What’s the potential impact from Spectre and Meltdown vulnerabilities to Securenodes running on VPS or Cloud platforms? If vendor patches are applied, there is up to 30% impact to performance. Is there anything the node owners can do to remedy that? I think the developers need to look into these vulnerabilities, and provide specific information to node operators.

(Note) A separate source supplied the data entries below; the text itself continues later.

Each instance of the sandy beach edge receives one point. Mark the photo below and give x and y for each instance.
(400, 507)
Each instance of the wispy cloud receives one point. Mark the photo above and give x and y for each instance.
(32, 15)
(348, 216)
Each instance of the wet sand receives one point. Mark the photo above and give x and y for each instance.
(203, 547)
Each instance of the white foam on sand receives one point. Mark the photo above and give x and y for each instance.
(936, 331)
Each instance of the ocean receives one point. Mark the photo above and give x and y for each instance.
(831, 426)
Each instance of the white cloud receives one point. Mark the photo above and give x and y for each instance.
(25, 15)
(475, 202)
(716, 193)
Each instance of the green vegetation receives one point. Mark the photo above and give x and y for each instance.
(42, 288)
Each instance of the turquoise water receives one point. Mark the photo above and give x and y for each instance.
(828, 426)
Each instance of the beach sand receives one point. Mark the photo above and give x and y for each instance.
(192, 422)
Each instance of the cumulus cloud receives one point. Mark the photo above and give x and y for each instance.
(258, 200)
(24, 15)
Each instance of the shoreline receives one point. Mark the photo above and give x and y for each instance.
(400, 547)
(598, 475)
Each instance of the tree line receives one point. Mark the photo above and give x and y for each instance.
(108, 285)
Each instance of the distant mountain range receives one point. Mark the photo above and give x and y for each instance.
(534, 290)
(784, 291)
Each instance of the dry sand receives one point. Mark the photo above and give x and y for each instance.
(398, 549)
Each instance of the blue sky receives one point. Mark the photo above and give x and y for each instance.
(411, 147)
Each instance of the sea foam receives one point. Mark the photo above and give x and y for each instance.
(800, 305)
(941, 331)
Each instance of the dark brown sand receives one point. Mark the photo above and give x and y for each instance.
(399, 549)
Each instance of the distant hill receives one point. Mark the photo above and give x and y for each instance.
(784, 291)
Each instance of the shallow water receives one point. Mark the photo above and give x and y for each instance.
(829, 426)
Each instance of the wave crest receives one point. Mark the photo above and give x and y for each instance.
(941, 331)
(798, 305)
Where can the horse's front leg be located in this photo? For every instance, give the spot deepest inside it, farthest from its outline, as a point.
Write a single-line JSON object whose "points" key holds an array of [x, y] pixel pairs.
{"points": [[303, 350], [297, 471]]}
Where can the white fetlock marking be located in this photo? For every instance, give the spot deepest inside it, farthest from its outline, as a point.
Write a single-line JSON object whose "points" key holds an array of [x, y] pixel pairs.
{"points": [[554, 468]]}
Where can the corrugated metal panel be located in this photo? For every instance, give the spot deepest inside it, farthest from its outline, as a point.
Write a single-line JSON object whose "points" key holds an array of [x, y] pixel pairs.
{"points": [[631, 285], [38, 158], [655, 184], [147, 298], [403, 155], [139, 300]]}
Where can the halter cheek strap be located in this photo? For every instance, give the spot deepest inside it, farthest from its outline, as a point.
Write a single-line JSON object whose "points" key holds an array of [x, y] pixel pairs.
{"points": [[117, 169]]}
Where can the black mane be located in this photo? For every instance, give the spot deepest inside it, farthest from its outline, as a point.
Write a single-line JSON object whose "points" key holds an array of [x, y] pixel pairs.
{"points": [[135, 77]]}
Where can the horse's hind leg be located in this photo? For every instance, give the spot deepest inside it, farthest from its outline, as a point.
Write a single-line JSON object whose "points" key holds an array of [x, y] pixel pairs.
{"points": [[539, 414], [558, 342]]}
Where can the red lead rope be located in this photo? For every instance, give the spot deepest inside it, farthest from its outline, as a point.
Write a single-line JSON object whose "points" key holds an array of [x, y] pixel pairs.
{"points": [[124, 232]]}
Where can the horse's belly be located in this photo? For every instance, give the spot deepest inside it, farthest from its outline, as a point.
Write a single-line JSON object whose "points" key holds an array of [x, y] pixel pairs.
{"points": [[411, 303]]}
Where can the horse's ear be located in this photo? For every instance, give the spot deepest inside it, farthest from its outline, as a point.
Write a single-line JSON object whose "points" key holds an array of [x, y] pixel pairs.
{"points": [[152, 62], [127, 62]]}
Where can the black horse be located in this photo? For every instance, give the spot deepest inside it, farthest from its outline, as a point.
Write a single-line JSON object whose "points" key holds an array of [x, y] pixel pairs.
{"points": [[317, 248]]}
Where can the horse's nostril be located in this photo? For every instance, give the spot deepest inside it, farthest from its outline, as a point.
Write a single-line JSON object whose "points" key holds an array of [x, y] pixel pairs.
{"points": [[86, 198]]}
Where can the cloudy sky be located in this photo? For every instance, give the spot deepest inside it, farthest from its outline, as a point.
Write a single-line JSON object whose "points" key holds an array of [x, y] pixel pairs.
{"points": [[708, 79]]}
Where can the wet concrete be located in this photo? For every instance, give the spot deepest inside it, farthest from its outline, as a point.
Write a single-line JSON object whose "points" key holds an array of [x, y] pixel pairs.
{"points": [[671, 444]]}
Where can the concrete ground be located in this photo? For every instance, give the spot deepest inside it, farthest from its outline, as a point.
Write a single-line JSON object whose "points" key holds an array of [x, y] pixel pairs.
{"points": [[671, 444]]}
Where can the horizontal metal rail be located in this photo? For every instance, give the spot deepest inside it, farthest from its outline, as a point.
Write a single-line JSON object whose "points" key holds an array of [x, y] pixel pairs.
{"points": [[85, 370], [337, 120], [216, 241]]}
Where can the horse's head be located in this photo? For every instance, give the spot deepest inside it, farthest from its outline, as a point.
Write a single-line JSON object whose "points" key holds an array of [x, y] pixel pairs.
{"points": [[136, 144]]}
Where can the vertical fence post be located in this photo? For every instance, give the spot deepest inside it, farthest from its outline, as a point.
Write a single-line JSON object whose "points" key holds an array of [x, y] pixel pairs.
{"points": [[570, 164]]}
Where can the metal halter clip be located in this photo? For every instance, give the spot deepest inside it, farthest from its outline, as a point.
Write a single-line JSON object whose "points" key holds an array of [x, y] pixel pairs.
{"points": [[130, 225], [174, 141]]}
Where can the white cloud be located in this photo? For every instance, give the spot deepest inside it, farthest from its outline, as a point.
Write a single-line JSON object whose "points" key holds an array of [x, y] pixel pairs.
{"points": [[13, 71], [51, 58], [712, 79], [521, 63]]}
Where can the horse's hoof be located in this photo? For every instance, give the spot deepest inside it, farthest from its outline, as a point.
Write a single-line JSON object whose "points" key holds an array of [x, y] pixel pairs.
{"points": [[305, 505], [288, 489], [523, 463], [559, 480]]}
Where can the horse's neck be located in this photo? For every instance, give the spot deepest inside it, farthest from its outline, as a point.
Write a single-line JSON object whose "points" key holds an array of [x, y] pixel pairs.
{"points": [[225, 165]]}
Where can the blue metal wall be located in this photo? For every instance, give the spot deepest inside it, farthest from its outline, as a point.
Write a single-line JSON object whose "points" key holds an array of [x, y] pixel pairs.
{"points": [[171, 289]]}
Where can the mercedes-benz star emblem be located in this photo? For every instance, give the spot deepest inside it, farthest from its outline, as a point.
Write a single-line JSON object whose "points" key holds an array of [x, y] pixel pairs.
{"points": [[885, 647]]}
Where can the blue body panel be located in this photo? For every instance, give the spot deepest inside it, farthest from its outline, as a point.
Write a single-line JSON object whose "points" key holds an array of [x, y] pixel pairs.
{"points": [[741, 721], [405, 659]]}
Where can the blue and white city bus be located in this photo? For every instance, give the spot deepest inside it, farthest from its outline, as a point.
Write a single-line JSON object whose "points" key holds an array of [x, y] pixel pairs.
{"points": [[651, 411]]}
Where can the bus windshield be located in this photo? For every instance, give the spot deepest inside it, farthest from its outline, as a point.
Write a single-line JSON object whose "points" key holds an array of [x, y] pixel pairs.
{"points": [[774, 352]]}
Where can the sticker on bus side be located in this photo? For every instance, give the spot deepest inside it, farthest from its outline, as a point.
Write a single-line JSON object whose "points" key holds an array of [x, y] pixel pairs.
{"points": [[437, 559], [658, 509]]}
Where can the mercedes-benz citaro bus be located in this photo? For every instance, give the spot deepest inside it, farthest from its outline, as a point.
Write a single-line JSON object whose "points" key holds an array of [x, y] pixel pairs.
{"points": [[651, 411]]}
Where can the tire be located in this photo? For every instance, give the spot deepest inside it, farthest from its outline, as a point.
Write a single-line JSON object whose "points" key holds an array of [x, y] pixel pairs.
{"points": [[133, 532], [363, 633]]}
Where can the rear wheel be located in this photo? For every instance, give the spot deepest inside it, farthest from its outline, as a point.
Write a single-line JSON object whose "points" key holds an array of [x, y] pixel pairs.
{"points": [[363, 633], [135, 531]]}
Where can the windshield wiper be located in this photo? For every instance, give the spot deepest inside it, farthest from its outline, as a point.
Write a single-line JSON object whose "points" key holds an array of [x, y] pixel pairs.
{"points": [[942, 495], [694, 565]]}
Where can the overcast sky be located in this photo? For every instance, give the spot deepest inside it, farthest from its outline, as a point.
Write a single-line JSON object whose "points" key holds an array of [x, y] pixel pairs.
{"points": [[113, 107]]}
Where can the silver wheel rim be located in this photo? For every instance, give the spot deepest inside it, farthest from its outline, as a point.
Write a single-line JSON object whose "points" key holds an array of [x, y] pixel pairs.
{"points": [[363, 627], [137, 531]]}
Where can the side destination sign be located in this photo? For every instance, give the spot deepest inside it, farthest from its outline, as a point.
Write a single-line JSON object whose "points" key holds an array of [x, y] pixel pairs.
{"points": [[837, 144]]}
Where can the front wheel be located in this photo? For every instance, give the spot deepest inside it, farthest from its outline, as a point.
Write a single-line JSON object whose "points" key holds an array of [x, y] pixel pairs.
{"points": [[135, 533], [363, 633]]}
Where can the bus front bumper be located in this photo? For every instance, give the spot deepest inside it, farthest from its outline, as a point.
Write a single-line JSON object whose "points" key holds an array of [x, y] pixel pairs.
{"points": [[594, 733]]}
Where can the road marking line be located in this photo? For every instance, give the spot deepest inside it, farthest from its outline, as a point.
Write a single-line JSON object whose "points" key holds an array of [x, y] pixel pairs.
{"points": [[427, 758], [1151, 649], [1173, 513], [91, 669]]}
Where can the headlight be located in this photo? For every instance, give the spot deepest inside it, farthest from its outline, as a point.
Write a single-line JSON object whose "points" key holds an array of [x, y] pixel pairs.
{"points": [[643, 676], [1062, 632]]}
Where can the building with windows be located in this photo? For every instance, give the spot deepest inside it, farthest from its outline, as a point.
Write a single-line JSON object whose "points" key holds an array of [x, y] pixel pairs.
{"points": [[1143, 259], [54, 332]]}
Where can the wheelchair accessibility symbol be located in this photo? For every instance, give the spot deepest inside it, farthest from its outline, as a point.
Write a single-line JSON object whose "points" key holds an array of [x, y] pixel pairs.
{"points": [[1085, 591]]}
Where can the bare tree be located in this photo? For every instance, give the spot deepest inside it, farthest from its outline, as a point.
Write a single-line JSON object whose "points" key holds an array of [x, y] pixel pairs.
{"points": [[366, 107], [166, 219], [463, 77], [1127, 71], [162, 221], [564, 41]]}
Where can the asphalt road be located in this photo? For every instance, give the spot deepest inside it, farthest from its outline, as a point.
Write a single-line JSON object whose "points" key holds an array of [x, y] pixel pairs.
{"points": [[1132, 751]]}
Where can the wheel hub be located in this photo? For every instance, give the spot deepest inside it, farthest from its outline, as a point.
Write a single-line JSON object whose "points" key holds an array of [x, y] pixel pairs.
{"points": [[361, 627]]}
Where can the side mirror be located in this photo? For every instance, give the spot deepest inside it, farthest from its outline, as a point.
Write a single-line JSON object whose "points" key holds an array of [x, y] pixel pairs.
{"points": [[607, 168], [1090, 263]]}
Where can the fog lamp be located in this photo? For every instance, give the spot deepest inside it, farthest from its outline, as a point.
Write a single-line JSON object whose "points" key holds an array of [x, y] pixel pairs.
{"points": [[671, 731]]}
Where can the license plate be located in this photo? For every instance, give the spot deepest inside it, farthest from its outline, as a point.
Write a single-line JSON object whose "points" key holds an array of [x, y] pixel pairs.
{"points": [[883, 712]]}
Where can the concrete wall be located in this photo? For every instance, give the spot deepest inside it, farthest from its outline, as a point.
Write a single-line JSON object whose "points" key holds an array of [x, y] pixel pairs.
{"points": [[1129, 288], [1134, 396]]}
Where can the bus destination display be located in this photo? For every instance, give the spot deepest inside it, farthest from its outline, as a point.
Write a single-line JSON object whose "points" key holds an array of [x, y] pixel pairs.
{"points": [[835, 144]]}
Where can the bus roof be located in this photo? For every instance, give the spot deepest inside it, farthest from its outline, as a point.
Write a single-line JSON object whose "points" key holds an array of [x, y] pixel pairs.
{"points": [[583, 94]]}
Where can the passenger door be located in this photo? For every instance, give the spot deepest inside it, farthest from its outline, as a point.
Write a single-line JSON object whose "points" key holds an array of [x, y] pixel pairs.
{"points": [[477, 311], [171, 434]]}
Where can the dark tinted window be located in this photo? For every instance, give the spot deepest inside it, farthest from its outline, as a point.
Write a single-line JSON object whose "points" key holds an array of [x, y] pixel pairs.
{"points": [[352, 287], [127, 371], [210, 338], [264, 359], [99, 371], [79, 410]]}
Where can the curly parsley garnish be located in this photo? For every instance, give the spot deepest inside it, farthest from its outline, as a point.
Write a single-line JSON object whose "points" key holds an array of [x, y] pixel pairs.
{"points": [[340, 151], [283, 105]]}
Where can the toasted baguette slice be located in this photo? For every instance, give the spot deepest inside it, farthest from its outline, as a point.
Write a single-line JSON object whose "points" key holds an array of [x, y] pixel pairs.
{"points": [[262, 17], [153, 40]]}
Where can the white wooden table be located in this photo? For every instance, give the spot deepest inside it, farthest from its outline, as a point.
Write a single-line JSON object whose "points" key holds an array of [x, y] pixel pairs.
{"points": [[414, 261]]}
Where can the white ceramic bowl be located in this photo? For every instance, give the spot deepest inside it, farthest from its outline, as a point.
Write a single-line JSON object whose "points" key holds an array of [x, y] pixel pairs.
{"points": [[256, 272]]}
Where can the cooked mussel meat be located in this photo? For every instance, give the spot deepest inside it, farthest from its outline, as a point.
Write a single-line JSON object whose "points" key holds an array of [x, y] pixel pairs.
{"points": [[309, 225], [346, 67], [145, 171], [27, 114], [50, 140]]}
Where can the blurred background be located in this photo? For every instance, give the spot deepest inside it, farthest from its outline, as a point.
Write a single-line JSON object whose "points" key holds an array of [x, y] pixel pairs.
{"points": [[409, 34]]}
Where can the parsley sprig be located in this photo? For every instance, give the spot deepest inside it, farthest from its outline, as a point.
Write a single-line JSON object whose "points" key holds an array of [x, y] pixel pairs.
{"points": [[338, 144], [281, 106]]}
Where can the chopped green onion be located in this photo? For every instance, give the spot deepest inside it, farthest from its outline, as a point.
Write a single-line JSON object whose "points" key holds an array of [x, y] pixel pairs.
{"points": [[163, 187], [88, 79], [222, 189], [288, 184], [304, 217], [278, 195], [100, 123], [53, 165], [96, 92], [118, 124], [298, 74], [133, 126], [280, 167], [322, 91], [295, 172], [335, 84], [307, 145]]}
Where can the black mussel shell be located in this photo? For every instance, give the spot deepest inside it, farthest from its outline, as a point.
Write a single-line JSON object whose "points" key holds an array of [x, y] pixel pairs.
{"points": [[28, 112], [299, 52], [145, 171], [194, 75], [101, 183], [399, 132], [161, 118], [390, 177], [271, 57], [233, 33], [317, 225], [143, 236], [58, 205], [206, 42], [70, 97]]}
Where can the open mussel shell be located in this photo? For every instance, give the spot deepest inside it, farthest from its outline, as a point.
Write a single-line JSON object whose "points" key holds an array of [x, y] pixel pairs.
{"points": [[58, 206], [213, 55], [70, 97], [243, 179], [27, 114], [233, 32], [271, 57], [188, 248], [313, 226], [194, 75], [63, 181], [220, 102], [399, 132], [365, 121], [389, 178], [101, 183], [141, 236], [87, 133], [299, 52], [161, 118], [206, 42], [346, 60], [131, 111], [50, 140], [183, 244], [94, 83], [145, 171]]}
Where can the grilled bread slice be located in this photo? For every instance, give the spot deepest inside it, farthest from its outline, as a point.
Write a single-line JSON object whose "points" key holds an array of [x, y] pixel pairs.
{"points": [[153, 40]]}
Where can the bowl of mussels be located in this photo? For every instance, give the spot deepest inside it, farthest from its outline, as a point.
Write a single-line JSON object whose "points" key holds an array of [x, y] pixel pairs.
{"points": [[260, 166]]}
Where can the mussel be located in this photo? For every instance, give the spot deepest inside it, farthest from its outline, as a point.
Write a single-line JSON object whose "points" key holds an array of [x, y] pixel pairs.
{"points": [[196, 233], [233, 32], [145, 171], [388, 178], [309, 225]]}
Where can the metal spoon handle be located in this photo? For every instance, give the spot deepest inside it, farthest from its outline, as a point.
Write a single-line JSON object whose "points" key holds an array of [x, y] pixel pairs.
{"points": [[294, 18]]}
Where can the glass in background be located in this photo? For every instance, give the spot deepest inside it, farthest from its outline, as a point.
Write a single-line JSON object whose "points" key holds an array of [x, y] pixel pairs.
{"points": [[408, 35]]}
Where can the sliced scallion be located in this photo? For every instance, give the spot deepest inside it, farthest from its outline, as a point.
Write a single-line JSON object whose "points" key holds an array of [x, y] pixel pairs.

I believe most if not all secure nodes are running Ubuntu or some variant of Linux. Below is the tracker for the spectre and meltdown patch for Ubuntu. Unfortunately every industry partner had a coordinated release date of January 9th, but the two bugs were leaked to the public early. I didn’t research too much into it, but from the below link it looks like Ubuntu is on track for Jan 9th update. So In a few days all secure nodes should update the latest security fix with.
sudo apt-get update
I think it’s important to also note, I don’t believe this bug affects any end users. Since all of your private keys are stored local in ur wallet, that information would not be accessible by a vulnerable node.
I don’t think anyone really knows the full extent of vulnerabilities right now, but these apply to most computer systems in most of the world…not much we can do except recommend best sec practice of storing privkeys offline. Right now we have a paper wallet option and you can store your keys on an encrypted drive entirely disconnected from the Web. Sec nodes, unfortunately, to operate don’t have that luxury so the system is theoretically vulnerable; whether that’s a practical vulnerability is still TBD…
I think it’s well past theoretical. The unfortunate thing is all vendors will be attempting to fix a hardware vulnerability at the software level until all vulnerable hardware can be replaced. All of those fixes will be temporary band aids bound to be bypassed. I think you and the rest of the team should take a deeper look as soon as possible.